Background The revised BASHH guidelines for the management of sexual assault were published in 2011. Introduction of a new electronic patient record (EPR) at a sexual health clinic provided an opportunity to audit the management of sexual assault.
Aims To review the clinical care of complainants of sexual assault against the auditable outcome measures identified in the guidelines.
Methods The EPR of patients attending between 1 August 2010 and 31 July 2011 was searched using the term “assault.” Cases reporting a sexual assault for the first time were included and reviewed against the auditable outcome measures. Demographic data and sexually transmitted infection (STI) test results were recorded.

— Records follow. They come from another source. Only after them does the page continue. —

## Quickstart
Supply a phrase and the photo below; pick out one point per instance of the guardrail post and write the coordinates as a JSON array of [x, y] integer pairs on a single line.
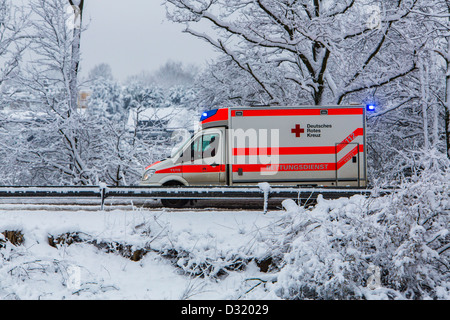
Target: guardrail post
[[102, 187], [265, 187]]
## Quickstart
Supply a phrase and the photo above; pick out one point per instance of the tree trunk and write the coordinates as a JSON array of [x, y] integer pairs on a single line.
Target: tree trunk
[[77, 5]]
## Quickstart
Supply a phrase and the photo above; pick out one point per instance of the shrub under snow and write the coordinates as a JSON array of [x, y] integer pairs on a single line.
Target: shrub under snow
[[392, 247]]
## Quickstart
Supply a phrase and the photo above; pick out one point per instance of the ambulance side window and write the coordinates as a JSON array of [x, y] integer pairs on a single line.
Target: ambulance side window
[[205, 146], [210, 145]]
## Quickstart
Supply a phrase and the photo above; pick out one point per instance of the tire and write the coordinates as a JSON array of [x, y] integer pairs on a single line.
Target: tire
[[174, 203]]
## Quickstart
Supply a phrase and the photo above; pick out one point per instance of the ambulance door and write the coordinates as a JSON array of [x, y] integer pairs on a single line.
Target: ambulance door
[[347, 164], [206, 164]]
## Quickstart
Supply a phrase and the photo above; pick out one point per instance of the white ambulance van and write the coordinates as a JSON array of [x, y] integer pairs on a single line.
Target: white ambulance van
[[298, 146]]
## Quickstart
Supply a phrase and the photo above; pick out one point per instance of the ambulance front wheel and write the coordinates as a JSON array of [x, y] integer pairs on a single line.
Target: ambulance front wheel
[[174, 203]]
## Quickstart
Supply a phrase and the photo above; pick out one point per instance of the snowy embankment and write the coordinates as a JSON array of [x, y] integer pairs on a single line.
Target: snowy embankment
[[392, 247]]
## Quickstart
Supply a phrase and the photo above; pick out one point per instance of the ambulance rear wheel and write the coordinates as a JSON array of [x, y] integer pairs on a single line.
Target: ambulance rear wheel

Results 236 records were identified but 99 cases fulfilled the inclusion criteria. Of the 14 auditable outcomes, only HIV risk assessment reached the 100% standard and seven achieved above 60% concordance (offer and provision of HIV post-exposure prophylaxis, emergency contraception, follow-up tests, forensic medical examination, hepatitis B vaccine and detailed history of assault). Child protection assessment was documented in 57% of under-19s. 28% had the recommended STI tests and 16% were offered STI prophylaxis. There were no self-harm risk assessments documented. STI prevalence was: Gonorrhoea 8%, Chlamydia 9%, HIV 2%, Hepatitis C Virus and Trichomonas 1%.
Conclusion Low STI testing rates overall are explained by Hepatitis B and C testing not previously being a requirement unless there was a specific risk identified. The clinic conducts an automatic risk assessment for under-16s but not for under 19s. STI prevalence was high. A sexual assault pro-forma will be recommended and improved documentation is required.